- Also known as: Mattina 2 (1989-1993), Mattina in famiglia (1993-2010), In famiglia - Mattina 2 (2003-2004)
- Genre: Morning news and talk
- Directed by: Marco Aprea (since 2010)
- Presented by: Beppe Convertini, Monica Setta and Ingrid Muccitelli
- Country of origin: Italy
- Original language: Italian
- No. of seasons: 35

Production
- Executive producer: Daniela Zefferi
- Production location: Rome
- Running time: 225 min (2009-2010, Saturday), 110 min (Saturday, since 2010), 200 min (2009-2010, Sunday), 180 min (Sunday, 2010-2022), 160 min (Sunday, from 2022)

Original release
- Network: Rai 2 (1989-2010, 13 December 2020), Rai 1 (since 2010)
- Release: 2 December 1989 – present

= Unomattina in famiglia =

Unomattina in famiglia is an Italian television programme, a spin-off of Unomattina, broadcast on Rai 2 from 1989 to 2010 and on Rai 1 since 2010. Since 2023, it has been hosted by Beppe Convertini, Ingrid Muccitelli, and Monica Setta.

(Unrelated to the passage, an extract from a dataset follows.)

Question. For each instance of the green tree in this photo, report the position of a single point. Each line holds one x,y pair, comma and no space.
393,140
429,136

During the live broadcast on Saturday, 26 November 2011, featuring the firefighters of Barcellona Pozzo di Gotto responding to the flood in Messina, a gaffe occurred. The presenters mistakenly announced the recovery of a missing person, when in fact the individual had died. Presenter Miriam Leone, unaware of the situation, asked the firefighters, "How are you?" in reference to the missing person, believing that they may still be alive.